The resistor basically acted like an inductor core that saturated very quickly and in a rather non linear way. It was surprising that it was that audible and I would have never thought it could cause that much of an issue.
 
Wirewound resistors can have serious inductive values, but the low-selfinductance types are so common, that hardly can be an issue. It even is quite good practice in amplifier output stages to wrap some wire for coil around a resistor to create a LP filter.

The end caps on WW resistors are usually steel along with the leads, which do have some mass to them and can act as an inductor core.

Amp output LR series circuits typically are packaged together for convenience purposes to be compact and close to the speaker terminals. They don't need to be that big mainly because the resistor doesn't really see any voltage drop when the amp is reproducing the typical music spectrum as the coil is so small in value. I learned that the hard way as a teenager when I first started working on audio equipment, trying to see how much power bandwidth the amp had at higher frequencies with a sine wave generator and load resistor - the resistor inside the coil started to smoke as I went past 25k or so.... oops!
 
…There was a tweeter attenuating resistor that got put into the center of the tweeter HP parallel inductor and it caused the tweeter to have excessively high audible THD at certain frequencies…The resistor basically acted like an inductor core that saturated very quickly and in a rather non linear way. It was surprising that it was that audible and I would have never thought it could cause that much of an issue.
This reminds me of similar discovery by GaryM44 that using twist ties to hold down inductors can cause surprising amounts of distortion.

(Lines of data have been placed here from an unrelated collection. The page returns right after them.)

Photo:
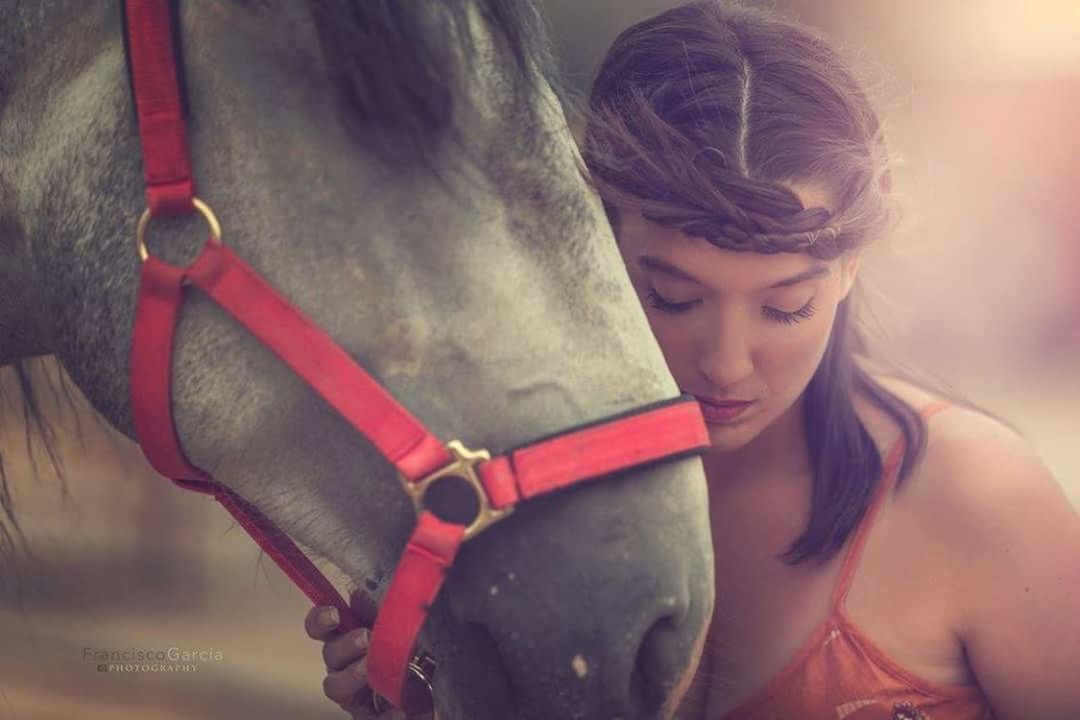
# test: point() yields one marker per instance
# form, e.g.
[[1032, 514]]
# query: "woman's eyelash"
[[663, 306], [802, 313]]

Distorion in MTM build: Post #48
Distorion in MTM build: Post #23
Distorion in MTM build: Post #1
 
I wasn’t able to follow through with stacking the parts. There ended up not being a way to get the new inductor far enough away from the other inductors and/or oriented the correct way. So I had to use a separate board.

Luckily I had two of the 3x5 boards from PE left over from another project. I cut each of those in half to get the three boards I needed. There was barely enough room, but it turned out pretty nice and compact.

Thanks for the help anyways!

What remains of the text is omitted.